So I have created a Texture wrapper class for SDL_Texture (based off of Lazy Foo’s tutorials) and it has come to my attention that I really should have an explicit copy constructor and copy assignment operator to go with my destructor. My object attributes consist of a number of ints and a SDL_Texture pointer. My problem comes up when I try to properly copy the SDL_Texture struct in my copy constructor. I don’t want to just copy the pointer address, otherwise the compiler’s implicit copy constructor would do the job just fine. However as far as I can find, the SDL_Texture struct was made with the intention of not being copied, you can’t malloc(sizeof(SDL_Texture)) and there doesn’t seem to be any SDL function to copy a texture for you.
See:
Note that I don’t want to actually copy the texture in vram, that dosen’t make sense, I just want to copy the SDL_Texture struct contents which interacts with the graphics driver so that if I load a new texture to it, it wont overwrite anything for another object that was using that same texture.
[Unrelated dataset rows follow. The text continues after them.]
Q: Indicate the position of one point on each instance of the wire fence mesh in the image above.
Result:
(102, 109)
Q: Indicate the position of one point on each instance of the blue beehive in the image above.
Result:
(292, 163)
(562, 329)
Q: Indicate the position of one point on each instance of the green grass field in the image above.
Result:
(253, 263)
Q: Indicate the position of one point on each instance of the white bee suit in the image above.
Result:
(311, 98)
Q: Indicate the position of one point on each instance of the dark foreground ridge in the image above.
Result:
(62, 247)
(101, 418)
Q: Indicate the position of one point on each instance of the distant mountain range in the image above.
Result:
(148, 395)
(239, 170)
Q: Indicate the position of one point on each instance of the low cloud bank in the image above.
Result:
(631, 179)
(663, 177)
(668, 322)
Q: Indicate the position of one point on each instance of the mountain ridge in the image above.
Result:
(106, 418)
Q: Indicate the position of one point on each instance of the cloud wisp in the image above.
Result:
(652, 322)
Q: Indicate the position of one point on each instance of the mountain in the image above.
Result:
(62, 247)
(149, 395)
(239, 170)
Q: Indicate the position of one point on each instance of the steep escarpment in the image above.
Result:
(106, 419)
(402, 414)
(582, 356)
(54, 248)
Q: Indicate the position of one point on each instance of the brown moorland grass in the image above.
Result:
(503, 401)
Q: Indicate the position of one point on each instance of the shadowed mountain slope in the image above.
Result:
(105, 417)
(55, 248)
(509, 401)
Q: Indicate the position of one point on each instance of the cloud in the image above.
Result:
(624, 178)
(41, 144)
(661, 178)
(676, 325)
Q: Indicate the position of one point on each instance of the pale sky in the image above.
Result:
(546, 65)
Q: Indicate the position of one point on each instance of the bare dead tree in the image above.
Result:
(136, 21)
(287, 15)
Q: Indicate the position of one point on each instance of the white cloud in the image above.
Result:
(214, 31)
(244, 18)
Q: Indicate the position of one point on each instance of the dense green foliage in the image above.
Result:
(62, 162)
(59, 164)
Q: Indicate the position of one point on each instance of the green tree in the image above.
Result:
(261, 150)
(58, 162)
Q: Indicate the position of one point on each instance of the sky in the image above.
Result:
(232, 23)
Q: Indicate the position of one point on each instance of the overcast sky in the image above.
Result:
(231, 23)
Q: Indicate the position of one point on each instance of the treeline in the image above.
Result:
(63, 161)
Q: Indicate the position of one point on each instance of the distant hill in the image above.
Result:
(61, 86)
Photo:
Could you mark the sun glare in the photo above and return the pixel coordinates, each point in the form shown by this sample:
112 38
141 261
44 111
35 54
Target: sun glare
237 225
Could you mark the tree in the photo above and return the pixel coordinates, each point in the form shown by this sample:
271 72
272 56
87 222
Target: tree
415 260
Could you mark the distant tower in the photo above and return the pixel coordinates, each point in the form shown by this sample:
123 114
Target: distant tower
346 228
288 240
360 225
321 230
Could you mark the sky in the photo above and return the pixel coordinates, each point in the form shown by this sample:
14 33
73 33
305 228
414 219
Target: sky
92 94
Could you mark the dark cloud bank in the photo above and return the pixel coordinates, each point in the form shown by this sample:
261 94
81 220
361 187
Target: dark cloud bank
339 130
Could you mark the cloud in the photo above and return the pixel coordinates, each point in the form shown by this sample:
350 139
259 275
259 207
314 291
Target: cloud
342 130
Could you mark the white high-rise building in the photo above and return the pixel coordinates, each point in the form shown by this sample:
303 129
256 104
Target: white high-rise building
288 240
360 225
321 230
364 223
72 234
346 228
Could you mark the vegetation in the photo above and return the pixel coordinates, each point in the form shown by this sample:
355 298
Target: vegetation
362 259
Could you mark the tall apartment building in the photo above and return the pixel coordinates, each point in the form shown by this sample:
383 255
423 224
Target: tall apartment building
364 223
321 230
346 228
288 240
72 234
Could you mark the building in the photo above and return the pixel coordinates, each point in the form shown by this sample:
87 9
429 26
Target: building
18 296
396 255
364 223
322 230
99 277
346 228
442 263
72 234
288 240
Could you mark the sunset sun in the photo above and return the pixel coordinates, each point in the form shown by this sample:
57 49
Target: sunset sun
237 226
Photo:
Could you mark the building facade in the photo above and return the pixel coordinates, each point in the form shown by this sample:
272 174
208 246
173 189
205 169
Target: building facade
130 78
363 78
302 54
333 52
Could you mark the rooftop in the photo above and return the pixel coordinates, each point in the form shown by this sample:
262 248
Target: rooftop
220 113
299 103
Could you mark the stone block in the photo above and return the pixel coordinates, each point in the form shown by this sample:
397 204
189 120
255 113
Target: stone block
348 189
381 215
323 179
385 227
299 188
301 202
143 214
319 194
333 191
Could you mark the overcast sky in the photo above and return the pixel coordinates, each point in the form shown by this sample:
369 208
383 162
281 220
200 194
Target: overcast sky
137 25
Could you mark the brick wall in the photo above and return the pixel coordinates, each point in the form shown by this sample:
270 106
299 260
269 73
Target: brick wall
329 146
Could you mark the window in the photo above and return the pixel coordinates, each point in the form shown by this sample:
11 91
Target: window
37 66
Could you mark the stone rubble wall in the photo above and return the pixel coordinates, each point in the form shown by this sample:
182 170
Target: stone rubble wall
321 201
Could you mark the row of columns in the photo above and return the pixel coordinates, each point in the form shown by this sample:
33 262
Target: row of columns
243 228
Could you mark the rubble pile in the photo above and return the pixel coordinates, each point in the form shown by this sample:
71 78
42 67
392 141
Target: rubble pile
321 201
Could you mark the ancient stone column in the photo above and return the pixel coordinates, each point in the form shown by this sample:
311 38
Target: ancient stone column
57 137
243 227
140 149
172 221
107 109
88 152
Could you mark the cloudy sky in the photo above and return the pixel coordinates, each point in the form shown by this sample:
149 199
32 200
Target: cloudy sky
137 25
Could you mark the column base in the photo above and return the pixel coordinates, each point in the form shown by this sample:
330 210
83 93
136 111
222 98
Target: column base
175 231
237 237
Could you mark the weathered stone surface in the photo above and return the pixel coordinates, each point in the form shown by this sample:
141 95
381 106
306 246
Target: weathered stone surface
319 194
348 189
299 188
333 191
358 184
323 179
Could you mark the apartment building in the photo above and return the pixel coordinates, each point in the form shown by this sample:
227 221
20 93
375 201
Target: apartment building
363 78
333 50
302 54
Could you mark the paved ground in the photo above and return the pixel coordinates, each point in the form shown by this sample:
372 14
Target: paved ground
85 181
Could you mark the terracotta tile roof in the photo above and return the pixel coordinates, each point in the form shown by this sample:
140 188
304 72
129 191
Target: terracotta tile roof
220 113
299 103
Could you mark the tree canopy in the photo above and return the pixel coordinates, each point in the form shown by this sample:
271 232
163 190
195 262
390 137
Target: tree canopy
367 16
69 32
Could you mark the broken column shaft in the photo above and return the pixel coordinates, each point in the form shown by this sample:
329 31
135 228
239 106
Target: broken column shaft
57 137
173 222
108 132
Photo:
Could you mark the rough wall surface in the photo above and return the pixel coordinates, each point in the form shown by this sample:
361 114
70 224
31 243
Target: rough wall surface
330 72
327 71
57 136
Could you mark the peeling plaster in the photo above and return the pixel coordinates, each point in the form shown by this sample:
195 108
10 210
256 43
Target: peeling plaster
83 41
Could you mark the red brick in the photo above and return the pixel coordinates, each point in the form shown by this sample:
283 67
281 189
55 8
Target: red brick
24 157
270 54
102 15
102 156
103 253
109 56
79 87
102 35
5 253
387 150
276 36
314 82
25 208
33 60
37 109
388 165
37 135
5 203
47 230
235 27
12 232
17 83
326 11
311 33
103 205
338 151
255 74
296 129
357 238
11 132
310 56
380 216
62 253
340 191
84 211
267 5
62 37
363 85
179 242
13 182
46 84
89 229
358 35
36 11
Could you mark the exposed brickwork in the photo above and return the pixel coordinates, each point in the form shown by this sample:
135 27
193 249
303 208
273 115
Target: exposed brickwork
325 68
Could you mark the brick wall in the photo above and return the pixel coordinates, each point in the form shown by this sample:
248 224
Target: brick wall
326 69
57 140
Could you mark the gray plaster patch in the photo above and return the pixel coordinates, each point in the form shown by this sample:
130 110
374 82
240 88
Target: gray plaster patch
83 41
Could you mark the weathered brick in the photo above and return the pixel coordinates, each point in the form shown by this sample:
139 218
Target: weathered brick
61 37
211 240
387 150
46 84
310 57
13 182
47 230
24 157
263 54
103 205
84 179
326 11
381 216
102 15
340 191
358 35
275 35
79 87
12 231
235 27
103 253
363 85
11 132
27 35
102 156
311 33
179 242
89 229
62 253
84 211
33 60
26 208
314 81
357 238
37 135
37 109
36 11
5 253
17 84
So how exactly should I go about creating my copy constructor? Is there a proper way of doing this, am I just way off base and misunderstanding something, or is this one of the outlier cases where I need a destructor but not a copy constructor? Any help would be appreciated, thanks!
Your copy constructor should handle the SDL_Texture* in the same way it would handle any “raw” pointer.
Except that, as you said, you cannot copy the data of SDL_Texture. This solution only make sense for simple object anyway.
It depends on the behavior you want, but here some solutions:
No copy = no problem Texture(Texture& that) = delete; Texture& operator=(Texture& that) = delete;
Pass the SDL_Texture* to the ‘copied to’ object. With this solution, only one Texture object has the SDL_Texture* and the ‘copied from’ object has no SDL_Texture*.